WHEN golf’s governing bodies decided to ban the long putter, it was of barely any personal consequence.

It might make me think twice about putting money on Adam Scott, an unfounded concern as it turned out.

You see, as someone who’s quite comfortable bending over for that final hurrah of every hole, the banning wasn’t a factor. It loomed as another first-world problem; up there with having your laptop run out of power but realising the charger is in another room.

Big deal that everyone has to putt in the same, traditional way. As Sheila said when she was the spokeswoman for the Orange People (not Rickie Fowler), “tough titties.”

But what a selfish bubble that is to live in.

What about the long-strokers? What’s become of them? That illegal anchoring could have been one of the only things keeping them on the course. It was like having their laptop run out of power and not being able to find the charger, at all.

There’s one fellow I know whose relationship with his long putter was both long and complex. It was one of love, tenderness and understanding. He was lost without it, literally and emotionally.

Worse still, he considered severing ties with the game because he couldn’t see a way onto the course without his ‘Witchy-Poo’ (that’s what he called her). And for him to leave the game would have been a tragedy for all of us. He’s fun, and funny; he calls his putter “Witchy-Poo,” for God’s sake.
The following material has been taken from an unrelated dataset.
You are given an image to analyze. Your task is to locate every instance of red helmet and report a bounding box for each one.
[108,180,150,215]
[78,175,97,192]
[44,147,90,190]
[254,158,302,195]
He refers to his driver as “The Great Man”. He’s the distraction we all need when our own games turn to poo.

Everyone was worried about him, especially during his fairly obvious hiatus from the game. His answer was at the bottom of a set of stairs. And no, he didn’t hurl himself from the top hoping to end it all. He had a mental mosey down a staircase with a psychologist holding his trembling psyche.

He got hypnotised

He just figured if it was good enough for smokers and snorers and over-eaters… (For the record, there are two types of hypnosis for snorers – there’s the one that stops the snorer, and the other that stops the hapless person who lives with a snorer from hearing the snorer at work. Bizarre, right?)

Long putter story short, it worked. He went to see the psych who told him to lay down, look into his whirling eye glasses he had put on and that he was getting sleepy. As in, sleeeeep-peeeey.

That’s not true. He had to imagine he was in a big, old house, one that made him feel comfortable. A family-kind of house where families had always lived. Lots of people, living and laughing and there’d be parties and weddings and happy times. That’s when he thought it was all getting a bit ridiculous and he was just going to take up lawn bowls. But the psych said, “Now, do you see the staircase going down over there?”

And he did. It went to a darker area, like a basement, he thought, but he wasn’t sure. It was a wooden staircase, he knew that. And there was a handrail and it was warm and he felt safe and secure and comfortable being there. Then he saw the door at the bottom and he was hoping it was a broom cupboard so he could get a broom, or maybe his Witchy-Poo.

He was told to keep walking down the stairs, and to relax with every step. Every step is relaxing. Yessss, that’s it. He had to count the stairs starting at 10. Then nine. Then eight, and with each step he was going into a deeper and deeper kind of trance.

He remembered getting through numbers six to two but really struggling to stay in the moment. This bloke said it was epic, a bit like the 60s and 70s. At one, he was cactus and he still hadn’t reached the door. When he got to zero, he was floating, and the idea was to float through the middle of the zero into the happy, comfortable darkness beyond it.

He never did find out what was behind the door at the bottom of the stairs, but he’s bending over when he putts and doing well. Very well, actually. He keeps taking our money.

When he walks down stairs we tell him he’s getting sleeeep-peeeee.

He just laughs – winners tend to do that.